NameStartChar ::= ":" | [A-Z] | "_" | [a-z] | [#xC0-#xD6] | [#xD8-#xF6] | [#xF8-#x2FF] | [#x370-#x37D] | [#x37F-#x1FFF] | [#x200C-#x200D] | [#x2070-#x218F] | [#x2C00-#x2FEF] | [#x3001-#xD7FF] | [#xF900-#xFDCF] | [#xFDF0-#xFFFD] | [#x10000-#xEFFFF]

If I interpret this correctly, the last range (#x10000-#xEFFFF) goes beyond the UTF16 range of Java's char type. So it must be UTF32, right?

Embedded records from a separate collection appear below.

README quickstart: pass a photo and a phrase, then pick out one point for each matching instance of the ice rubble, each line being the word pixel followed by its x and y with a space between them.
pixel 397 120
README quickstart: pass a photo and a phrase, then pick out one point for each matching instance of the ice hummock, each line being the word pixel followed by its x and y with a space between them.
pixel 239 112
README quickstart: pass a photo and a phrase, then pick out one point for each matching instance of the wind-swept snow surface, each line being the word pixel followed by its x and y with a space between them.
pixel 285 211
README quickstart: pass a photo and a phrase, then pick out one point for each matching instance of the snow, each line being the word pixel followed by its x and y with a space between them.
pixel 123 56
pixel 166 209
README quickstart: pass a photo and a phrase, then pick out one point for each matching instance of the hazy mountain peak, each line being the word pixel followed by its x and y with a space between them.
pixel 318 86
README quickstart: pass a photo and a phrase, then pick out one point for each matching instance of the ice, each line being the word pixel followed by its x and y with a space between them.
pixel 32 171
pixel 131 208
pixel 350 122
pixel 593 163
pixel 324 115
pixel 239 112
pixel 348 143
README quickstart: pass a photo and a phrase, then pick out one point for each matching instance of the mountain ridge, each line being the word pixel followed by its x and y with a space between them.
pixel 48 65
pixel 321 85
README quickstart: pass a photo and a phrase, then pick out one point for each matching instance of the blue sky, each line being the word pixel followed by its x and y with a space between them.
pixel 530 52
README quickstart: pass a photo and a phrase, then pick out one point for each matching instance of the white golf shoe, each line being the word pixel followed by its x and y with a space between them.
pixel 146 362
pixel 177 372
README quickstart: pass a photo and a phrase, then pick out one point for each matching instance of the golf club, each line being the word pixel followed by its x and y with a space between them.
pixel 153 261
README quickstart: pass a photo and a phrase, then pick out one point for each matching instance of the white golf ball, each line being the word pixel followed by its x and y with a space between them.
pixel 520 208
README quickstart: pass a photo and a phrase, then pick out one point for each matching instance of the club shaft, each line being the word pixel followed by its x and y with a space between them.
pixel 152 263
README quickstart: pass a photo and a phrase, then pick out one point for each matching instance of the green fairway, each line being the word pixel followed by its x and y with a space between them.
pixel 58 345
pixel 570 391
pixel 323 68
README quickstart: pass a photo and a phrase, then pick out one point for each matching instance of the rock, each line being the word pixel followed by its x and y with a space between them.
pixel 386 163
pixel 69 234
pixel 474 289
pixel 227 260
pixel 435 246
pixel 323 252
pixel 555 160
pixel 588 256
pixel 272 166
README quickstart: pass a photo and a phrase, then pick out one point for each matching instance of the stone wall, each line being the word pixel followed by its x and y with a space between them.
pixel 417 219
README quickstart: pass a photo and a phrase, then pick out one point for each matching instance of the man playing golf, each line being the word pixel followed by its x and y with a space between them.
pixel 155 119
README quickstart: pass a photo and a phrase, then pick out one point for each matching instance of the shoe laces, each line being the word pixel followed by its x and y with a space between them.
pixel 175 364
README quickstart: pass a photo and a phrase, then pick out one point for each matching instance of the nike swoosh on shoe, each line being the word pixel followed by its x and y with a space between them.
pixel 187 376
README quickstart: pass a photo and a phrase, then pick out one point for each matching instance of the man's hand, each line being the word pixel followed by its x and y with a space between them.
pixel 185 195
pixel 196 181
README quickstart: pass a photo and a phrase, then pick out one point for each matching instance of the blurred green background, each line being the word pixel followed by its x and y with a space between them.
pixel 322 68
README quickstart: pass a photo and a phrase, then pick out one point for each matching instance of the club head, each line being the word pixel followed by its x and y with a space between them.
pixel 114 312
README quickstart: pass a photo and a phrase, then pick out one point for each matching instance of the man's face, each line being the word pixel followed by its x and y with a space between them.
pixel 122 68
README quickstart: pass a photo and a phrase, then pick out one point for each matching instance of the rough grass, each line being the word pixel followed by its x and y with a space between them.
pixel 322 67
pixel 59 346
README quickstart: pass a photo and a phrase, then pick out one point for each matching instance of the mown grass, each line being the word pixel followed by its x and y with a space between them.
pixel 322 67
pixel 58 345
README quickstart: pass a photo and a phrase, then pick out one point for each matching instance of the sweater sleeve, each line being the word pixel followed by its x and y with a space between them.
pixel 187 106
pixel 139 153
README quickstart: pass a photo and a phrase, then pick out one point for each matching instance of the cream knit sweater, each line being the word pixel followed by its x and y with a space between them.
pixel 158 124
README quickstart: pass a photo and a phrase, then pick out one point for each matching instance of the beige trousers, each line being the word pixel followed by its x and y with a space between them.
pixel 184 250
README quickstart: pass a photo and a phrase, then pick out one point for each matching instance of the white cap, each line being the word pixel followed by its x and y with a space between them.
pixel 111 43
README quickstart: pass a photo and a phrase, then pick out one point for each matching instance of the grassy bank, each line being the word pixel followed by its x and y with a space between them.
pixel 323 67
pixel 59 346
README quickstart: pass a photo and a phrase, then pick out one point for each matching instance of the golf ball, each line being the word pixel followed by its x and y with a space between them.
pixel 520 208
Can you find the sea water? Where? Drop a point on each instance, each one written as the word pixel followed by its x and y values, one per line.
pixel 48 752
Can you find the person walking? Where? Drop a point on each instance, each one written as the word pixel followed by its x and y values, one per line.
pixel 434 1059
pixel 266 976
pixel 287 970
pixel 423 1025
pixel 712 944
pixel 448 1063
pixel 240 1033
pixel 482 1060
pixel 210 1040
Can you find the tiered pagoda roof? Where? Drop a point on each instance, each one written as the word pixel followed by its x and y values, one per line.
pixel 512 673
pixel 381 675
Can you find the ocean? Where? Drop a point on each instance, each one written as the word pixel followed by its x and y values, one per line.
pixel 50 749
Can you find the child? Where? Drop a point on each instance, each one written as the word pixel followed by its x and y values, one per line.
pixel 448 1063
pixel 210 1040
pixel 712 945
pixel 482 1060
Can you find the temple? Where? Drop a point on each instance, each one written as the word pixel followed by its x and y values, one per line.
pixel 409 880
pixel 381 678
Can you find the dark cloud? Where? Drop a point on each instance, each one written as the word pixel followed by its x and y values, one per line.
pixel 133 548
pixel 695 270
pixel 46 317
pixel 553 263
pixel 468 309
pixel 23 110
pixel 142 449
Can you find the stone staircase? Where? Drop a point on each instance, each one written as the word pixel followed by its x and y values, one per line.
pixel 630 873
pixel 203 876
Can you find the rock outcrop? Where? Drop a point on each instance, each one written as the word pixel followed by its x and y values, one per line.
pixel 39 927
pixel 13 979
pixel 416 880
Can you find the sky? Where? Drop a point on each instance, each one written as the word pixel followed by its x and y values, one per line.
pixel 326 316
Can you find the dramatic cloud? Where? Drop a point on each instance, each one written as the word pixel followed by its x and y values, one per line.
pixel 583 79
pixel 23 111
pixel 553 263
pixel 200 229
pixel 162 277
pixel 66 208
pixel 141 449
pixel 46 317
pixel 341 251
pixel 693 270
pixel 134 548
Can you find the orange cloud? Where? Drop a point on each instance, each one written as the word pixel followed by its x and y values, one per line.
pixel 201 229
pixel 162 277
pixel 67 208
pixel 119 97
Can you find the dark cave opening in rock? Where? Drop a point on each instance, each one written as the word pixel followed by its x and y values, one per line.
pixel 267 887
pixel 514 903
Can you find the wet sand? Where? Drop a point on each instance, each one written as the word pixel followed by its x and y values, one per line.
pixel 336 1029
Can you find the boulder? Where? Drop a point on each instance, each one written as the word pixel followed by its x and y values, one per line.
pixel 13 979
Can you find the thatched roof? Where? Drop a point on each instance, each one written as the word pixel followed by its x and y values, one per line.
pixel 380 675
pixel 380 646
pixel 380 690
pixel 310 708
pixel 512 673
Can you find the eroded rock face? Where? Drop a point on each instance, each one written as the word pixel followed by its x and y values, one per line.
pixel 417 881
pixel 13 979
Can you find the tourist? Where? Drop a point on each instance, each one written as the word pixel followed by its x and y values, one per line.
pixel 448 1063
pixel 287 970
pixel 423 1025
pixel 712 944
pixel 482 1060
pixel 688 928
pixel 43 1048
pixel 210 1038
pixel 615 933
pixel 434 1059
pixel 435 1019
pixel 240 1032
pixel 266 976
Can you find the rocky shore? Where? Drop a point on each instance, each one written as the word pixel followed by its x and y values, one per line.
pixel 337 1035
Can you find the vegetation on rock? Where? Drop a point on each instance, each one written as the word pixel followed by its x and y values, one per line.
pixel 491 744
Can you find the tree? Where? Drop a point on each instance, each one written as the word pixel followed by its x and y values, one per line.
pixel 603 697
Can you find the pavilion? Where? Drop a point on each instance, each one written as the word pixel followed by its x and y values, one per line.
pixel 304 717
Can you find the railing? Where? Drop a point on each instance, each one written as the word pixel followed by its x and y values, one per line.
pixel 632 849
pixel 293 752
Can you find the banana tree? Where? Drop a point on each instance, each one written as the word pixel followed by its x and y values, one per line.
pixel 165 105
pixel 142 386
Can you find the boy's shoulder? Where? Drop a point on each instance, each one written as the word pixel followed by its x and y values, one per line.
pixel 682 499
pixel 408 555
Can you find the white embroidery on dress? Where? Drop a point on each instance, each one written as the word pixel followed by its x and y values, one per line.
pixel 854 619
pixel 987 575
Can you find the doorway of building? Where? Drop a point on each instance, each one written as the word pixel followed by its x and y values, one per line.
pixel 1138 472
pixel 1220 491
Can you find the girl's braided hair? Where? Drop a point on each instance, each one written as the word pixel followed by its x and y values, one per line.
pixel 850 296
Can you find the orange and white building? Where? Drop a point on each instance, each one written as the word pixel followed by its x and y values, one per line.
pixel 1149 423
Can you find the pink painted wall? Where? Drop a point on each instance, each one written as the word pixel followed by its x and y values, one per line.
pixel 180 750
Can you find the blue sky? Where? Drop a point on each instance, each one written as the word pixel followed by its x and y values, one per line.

So, I need to check pairs of char against this range, instead of single chars, right?

My questions are:

  • How do I check for such character ranges using standard Java methods?
  • How is it possible to define such ranges in JavaCC?
    • JavaCC complains about \u10000 and \uEFFFF

Thank you!

NOTE: Don't worry, I am not trying to write an own XML-parser.
EDIT: I am writing a parser, which would check if text input from miscellaneous (non-XML) text formats would match valid XML names.

+2  A: 

Have a look at Character.toCodePoint(char, char) which will convert a surrogate pair into a full range code point. String.codePointAt may well be useful to you, too.

There's a lot of other surrogate support within Character and String. To know exactly which methods to call, we'd need to know the exact details of your situation.

Jon Skeet
Thank you. OK, I clarified my intentions at bottom of my question (see **EDIT**).